Fifty-five years ago, with her book Silent Spring, ecologist Rachel Carson ignited an environmentalist movement that still rages today. In Silent Spring, Carson wrote evocatively of a fictional town overcome with sickness and death following the aerial application of a pesticide like DDT. "Mysterious maladies swept the flocks of chickens, and the cattle and sheep sickened and died. Everywhere was the shadow of death," Carson wrote. "No witchcraft, no enemy action had snuffed out life in this stricken world. The people had done it themselves."

But what if there was a way to limit the harmful affects of DDT? What if DDT could be made both safer and more effective? A team of scientists at New York University believe they may have found a way to do just that.

Recently, the team of scientists (one of whom is the father of Bustle editor-in-chief Kate Ward) revealed they'd discovered a new crystal form of DDT that they believe to be more effective than the current form. NYU scientists Michael Ward, Bart Kahr, and Jingxiang Yang believe the discovery of this second crystal form of DDT means it may be possible to develop a new, potentially safer version of solid DDT.

"Make no mistake: DDT in its known state has been proven time and again to be damaging to our environment, most notably wildlife," NYU chemistry professor Bart Kahr said in a news release from the university. "However, our discovery of a new DDT crystal, which we've shown to be more successful and in smaller amounts in eradicating harmful insects, suggests that the creation of a safer pesticide is within reach."
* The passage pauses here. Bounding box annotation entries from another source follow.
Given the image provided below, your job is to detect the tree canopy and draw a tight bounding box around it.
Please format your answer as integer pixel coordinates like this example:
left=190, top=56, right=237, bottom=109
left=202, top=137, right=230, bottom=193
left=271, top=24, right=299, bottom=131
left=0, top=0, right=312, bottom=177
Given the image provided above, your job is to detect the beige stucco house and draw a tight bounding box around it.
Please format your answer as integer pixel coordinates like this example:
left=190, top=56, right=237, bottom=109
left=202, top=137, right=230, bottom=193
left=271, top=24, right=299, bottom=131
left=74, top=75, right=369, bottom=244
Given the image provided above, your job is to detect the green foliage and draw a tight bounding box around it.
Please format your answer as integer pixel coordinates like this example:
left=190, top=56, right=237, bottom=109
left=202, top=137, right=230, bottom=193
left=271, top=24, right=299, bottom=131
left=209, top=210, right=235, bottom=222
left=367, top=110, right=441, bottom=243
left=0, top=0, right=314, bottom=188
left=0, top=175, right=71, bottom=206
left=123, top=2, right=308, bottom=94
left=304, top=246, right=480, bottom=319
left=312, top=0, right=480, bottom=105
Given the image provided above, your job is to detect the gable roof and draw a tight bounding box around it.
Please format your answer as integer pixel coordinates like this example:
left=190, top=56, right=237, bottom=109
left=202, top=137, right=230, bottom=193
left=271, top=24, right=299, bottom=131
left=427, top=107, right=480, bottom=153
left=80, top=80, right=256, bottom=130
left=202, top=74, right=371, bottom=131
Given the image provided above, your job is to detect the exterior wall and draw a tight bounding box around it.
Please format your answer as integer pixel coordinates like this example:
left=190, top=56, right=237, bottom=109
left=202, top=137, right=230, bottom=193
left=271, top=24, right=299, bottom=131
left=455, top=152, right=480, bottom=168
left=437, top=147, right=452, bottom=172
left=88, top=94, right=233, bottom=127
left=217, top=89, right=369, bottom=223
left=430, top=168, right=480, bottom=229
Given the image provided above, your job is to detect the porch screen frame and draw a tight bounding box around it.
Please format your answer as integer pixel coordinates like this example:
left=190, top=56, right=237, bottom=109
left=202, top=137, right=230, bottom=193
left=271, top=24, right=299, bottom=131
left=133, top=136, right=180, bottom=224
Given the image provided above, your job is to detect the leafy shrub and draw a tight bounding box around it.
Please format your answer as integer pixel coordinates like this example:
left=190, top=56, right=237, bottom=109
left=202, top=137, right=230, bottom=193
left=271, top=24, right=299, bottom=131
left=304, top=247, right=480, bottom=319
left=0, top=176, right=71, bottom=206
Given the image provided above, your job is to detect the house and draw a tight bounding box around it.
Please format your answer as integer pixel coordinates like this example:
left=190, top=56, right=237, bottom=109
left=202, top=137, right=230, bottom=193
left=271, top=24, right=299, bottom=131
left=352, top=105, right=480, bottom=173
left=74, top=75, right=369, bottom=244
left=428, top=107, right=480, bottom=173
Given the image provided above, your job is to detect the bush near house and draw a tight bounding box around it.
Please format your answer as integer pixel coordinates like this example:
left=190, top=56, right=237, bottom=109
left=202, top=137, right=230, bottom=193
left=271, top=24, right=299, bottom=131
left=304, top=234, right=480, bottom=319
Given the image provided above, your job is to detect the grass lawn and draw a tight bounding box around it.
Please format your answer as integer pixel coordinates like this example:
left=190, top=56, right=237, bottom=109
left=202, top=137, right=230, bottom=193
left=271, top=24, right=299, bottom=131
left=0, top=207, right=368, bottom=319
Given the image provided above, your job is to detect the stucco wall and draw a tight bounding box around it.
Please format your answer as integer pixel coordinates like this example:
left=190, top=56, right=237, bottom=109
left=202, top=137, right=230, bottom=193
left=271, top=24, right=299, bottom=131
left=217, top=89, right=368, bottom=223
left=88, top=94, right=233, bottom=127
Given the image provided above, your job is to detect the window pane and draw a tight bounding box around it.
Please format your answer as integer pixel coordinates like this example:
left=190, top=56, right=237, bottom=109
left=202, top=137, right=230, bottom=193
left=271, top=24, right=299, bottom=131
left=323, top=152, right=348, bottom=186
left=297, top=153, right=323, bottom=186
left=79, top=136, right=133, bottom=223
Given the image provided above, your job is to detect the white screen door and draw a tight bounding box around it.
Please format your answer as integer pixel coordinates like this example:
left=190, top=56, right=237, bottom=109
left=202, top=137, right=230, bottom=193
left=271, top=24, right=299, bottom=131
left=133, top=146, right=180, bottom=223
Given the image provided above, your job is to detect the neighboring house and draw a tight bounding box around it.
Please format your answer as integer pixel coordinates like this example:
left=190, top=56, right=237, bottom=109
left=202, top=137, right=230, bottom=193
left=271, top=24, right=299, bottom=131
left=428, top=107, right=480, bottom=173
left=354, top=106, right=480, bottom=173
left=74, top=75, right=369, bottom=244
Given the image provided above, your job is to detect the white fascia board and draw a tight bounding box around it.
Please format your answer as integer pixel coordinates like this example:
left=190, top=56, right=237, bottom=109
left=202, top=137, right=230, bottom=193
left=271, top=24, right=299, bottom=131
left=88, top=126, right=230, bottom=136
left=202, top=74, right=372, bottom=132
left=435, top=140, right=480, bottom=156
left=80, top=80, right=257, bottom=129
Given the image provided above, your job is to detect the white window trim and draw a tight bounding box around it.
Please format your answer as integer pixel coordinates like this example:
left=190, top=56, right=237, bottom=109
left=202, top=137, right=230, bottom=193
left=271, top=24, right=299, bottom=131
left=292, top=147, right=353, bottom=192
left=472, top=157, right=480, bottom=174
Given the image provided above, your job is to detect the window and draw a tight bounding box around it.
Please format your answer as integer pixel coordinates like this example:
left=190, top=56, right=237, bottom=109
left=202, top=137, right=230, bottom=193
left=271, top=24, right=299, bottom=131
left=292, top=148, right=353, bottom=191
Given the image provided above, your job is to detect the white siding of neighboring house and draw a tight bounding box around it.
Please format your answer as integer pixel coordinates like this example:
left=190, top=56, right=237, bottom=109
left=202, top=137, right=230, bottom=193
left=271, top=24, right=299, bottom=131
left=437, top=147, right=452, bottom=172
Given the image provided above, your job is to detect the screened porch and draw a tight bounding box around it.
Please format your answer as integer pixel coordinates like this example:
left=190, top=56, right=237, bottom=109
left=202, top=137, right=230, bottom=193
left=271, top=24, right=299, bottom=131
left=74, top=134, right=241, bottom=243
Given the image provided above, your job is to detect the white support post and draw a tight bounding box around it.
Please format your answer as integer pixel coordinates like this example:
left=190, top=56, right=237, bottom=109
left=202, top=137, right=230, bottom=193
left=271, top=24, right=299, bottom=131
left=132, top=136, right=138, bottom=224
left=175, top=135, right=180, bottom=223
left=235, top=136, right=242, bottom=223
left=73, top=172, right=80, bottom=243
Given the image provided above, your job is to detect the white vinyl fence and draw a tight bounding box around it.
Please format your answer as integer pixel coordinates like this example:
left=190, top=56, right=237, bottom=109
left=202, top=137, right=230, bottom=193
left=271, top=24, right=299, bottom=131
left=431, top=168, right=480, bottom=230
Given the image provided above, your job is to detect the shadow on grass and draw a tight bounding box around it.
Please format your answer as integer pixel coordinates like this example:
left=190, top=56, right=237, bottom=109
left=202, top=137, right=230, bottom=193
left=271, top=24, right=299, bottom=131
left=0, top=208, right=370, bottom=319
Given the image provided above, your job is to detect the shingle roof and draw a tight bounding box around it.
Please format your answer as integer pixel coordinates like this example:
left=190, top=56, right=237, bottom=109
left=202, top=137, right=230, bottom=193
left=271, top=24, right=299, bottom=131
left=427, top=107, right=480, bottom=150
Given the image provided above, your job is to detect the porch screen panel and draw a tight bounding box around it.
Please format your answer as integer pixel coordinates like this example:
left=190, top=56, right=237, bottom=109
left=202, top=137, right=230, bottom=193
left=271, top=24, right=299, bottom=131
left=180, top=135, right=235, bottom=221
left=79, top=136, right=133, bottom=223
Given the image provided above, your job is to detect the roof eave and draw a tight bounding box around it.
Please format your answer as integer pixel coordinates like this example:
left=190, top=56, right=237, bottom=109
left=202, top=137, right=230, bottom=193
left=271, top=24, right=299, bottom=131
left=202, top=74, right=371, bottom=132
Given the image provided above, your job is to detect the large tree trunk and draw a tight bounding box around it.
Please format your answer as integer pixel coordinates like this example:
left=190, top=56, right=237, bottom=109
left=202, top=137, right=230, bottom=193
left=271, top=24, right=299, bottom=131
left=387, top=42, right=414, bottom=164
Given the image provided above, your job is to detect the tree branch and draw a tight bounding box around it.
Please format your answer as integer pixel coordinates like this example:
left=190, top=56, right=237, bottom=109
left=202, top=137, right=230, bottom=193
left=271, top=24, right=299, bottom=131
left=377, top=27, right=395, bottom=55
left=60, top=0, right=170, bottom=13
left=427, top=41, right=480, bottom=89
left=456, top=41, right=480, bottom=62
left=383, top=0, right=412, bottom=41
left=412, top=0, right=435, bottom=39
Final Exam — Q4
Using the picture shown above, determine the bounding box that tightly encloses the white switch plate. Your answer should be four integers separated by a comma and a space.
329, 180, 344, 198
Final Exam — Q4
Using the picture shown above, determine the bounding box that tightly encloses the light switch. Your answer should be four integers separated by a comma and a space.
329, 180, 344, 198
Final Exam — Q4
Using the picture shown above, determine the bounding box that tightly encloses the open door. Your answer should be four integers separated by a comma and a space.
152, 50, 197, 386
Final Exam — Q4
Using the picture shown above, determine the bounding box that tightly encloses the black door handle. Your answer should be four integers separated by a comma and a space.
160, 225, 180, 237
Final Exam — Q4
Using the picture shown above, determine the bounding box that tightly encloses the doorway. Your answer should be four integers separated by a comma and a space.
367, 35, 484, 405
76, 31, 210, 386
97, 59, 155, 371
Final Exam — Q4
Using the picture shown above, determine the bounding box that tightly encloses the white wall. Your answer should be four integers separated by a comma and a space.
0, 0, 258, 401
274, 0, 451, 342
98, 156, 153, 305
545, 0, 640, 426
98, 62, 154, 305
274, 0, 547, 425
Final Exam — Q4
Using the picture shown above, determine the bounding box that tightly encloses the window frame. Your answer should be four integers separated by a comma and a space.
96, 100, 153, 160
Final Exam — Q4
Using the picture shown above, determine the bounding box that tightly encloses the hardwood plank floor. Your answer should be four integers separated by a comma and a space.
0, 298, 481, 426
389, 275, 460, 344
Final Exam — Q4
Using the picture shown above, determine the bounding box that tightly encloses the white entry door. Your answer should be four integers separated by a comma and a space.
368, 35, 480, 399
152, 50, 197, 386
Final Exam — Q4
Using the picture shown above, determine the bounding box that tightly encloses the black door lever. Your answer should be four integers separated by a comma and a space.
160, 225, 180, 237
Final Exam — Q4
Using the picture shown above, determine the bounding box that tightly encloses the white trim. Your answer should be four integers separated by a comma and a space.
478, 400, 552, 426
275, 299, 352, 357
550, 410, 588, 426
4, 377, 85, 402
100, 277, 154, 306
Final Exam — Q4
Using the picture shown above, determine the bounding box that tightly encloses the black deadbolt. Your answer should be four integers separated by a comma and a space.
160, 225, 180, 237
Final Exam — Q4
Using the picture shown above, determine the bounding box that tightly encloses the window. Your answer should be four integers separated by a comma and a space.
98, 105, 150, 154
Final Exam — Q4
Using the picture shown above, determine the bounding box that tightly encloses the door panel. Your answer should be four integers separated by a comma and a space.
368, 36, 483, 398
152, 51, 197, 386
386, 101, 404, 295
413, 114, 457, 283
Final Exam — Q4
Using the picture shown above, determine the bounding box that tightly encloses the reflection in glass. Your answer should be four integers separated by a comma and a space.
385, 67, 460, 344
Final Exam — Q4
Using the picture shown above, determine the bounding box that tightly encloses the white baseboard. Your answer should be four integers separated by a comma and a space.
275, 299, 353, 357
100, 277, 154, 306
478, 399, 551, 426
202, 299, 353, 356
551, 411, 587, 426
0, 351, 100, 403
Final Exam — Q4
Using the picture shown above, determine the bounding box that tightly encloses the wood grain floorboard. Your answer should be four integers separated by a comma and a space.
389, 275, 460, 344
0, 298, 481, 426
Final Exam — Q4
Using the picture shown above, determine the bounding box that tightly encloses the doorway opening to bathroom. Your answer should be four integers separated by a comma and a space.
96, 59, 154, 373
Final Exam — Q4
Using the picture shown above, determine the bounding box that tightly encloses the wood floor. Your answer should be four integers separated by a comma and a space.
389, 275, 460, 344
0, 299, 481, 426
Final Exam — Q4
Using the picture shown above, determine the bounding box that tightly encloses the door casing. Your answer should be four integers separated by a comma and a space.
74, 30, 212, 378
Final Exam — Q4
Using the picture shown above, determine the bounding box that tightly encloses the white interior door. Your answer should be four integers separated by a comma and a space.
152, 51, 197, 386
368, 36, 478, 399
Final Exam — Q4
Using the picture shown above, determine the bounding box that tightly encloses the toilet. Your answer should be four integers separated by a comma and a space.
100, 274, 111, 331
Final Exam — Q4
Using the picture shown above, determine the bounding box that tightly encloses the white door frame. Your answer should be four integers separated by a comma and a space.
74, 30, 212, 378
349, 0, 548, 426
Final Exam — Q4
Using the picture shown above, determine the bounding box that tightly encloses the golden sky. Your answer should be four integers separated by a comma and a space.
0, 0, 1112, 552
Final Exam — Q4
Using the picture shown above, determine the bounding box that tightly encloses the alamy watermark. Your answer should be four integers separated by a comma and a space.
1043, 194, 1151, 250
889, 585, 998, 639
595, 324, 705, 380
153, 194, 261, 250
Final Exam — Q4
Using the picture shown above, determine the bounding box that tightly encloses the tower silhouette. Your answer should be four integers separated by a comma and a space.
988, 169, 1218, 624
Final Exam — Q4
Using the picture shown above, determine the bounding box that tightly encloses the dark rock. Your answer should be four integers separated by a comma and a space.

Through Silent Spring, Carson heavily influenced the environmental movement alive today and her work continues to shape how we talk about a myriad of environmental issues some 55 years after it was first published. That said, despite the numerous studies done in the years since Silent Spring came out that link pesticides to things like cancer, Carson's work remains as controversial as ever. Critics continue to attempt to discredit her through scathing, and often sexist, personal attacks.

The NYU scientists behind the new DDT finding expanded on this point in an article published alongside their discovery, which they titled Abuse Of Rachel Carson And Misuse Of DDT Science In The Service Of Environmental Deregulation. Explain the authors: "We felt that it was insufficient to report some new, true things about DDT, without at the same time calling attention to false things that have been, and continue to be, aggressively promoted about the very same compound."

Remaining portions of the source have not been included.